Food intolerances, myth or reality?of Nutrition Plans


For many years, many therapists and nutritionists have supported the idea that various health problems can come from food intolerances. These food intolerances would be responsible for many diseases, ranging from eczema, migraine to fibromyalgia. Food intolerance tests (IgG) have been marketed and are even available on the Internet. Some people end up with diets of multiple exclusions that are difficult to manage. If food intolerances are the cause of many health problems, then one may wonder why food intolerance tests are not requested by most doctors and why most allergists or immunologists do not accept the validity of these tests. Would doctors be blind or misinformed? We will see that this is far from clear and that the usefulness of intolerance tests is far from proven. There is a special case with gluten intolerance, including celiac disease and gluten sensitivity, which will be discussed in this article.

Food intolerance, what are we talking about Nutrition Plans?
Food tolerance corresponds to an acceptance or more precisely to a non-action of our immune system towards correctly digested food molecules. In fact, it is our microbiota that promotes food tolerance. Indeed, when our ecosystem is balanced with good microbial biodiversity, friendly bacteria inform our immune system that everything is fine. There is nothing to declare. The immune system remains alert, but does not react. When our microbiota is disrupted, communication between the microbiota and the immune system is impaired, thereby promoting food sensitization that can progress to food allergy (1). Food allergies are therefore partly the consequence of a loss of oral tolerance to food following a modification of the microbiota. This is why the management of the microbiota is increasingly taken into account as a therapeutic strategy in allergies.

Nutrition Plans , the subject of this article concerns food intolerance.
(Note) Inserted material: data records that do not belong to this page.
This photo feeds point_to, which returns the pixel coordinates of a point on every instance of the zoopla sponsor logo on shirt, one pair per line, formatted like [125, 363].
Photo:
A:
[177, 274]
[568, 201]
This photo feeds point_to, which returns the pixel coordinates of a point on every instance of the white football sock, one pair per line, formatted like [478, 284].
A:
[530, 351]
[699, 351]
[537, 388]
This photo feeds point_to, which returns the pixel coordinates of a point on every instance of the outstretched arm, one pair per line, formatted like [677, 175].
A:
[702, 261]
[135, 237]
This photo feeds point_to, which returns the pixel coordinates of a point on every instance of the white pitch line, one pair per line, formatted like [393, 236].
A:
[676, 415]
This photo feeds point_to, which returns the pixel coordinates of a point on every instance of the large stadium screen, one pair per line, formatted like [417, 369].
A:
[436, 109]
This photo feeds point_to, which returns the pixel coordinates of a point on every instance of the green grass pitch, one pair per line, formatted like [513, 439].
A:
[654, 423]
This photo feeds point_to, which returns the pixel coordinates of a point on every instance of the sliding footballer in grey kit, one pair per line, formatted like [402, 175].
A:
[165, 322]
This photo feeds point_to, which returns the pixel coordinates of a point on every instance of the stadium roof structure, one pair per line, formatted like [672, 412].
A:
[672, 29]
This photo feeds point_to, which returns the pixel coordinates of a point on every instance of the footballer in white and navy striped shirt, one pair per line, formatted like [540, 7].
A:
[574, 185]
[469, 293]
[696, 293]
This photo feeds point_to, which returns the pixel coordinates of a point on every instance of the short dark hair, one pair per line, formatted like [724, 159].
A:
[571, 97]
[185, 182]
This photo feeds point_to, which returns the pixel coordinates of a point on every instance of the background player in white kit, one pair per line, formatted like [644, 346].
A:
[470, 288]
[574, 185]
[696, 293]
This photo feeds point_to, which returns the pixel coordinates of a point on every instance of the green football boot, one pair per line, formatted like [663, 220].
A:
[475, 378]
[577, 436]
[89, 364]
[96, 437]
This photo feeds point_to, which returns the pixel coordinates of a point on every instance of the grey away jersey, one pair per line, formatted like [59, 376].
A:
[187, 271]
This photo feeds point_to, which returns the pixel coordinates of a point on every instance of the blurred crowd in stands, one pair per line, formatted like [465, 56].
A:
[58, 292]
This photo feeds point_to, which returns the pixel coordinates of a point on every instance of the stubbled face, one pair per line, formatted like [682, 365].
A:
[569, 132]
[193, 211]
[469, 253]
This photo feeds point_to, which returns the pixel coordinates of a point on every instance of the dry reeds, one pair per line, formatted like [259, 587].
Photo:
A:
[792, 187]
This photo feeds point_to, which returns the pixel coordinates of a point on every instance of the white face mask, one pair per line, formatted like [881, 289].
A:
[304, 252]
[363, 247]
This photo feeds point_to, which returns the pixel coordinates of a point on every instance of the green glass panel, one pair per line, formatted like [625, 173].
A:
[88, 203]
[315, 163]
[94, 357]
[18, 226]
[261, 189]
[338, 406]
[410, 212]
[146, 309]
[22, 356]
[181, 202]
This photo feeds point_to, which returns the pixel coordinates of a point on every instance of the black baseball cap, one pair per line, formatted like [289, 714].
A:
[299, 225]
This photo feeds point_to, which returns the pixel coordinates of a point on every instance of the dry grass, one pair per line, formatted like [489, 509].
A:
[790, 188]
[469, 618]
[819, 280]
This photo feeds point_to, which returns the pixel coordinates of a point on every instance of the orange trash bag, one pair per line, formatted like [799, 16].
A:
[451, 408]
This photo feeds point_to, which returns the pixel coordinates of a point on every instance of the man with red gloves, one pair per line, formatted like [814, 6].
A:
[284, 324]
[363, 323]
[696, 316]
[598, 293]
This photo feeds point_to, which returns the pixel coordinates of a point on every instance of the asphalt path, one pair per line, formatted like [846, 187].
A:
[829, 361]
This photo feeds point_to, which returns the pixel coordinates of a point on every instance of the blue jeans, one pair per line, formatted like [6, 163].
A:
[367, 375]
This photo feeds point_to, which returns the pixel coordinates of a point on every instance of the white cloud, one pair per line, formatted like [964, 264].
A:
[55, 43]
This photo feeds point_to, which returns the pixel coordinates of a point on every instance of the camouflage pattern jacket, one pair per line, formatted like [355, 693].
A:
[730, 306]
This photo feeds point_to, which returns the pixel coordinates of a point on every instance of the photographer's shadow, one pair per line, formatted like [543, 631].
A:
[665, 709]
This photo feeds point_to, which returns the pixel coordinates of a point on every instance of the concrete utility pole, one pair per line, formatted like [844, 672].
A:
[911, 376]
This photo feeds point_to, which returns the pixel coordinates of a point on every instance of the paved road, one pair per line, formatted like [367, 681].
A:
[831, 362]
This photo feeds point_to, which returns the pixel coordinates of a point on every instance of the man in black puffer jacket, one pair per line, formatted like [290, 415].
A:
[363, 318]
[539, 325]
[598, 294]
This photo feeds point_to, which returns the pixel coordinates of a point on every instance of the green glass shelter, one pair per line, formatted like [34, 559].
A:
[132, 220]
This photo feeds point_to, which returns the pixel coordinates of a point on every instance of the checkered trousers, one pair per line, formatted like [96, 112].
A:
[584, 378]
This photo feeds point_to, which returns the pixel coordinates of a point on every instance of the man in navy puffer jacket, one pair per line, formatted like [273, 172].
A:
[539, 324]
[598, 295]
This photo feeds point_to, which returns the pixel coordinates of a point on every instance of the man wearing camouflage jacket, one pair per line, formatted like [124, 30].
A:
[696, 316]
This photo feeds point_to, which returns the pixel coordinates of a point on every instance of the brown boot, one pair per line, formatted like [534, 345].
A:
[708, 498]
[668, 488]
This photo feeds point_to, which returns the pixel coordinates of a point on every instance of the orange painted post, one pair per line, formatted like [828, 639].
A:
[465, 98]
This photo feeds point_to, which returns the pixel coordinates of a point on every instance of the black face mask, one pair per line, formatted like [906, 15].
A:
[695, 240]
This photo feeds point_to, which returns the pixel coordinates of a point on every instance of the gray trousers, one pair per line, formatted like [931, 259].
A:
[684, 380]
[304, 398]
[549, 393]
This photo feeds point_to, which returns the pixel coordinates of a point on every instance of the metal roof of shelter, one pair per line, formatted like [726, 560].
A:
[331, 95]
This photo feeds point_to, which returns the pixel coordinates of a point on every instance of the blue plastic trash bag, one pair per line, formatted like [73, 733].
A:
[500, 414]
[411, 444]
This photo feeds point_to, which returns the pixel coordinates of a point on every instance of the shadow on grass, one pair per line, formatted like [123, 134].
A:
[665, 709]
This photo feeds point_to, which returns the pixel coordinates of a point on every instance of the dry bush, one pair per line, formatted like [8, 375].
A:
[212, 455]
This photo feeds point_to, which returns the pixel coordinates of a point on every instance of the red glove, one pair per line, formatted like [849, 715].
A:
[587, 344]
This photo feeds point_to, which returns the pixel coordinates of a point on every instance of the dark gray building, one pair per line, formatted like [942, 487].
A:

A concept far from clear. Theoretically, intolerance to a food is the consequence of incomplete digestion of food by digestive enzymes, which means that the food is not degraded to its simplest level of monomer (glucose, amino acid or fatty acid). The best known example is lactose intolerance which does not allow lactose to be split into glucose and galactose because of lactase deficiency, resulting in well-known digestive disorders.

However, when we talk about food intolerances, we most often refer to class 3 hypersensitivity reactions. It should be noted that allergists generally only take into account class 1 reactions, which correspond to an aggressive immune reaction to the allergen. While class 3 is a hypersensitivity that involves only class G (IgG4) memory antibodies. The presence in the blood of IgG antibodies against food primarily means that there has been contact between the food antigen and the immune system. This does not mean that there is any allergy or intolerance. There was just a contact. And that's where the differences exist. Allergists believe that the presence of IgG antibodies against food has no special significance, especially since many studies have shown no correlation between diseases and the presence of these antibodies (3-6) . In addition, the presence of IgG antibodies to foods is common in both healthy and disease-affected individuals (6). Despite the lack of clear evidence, some nutritionists believe that the presence of these anti-food antibodies is evidence that the offending foods maintain the diseases or symptoms complained of by the patient. Studies in this direction, however, remain anecdotal (7,8).

In fact, what is really important to understand is that the presence of IgG antibodies to food seems to indicate above all an increased intestinal permeability, because normally the intestinal mucosa is impermeable and should not allow contact between molecules. food and the immune system.

If we understand this, we can consider that the management of these so-called food intolerances does not necessarily go through exclusion regimes, but by the correction of intestinal hyperpermeability that requires, among other things, microbiota and the intestinal barrier.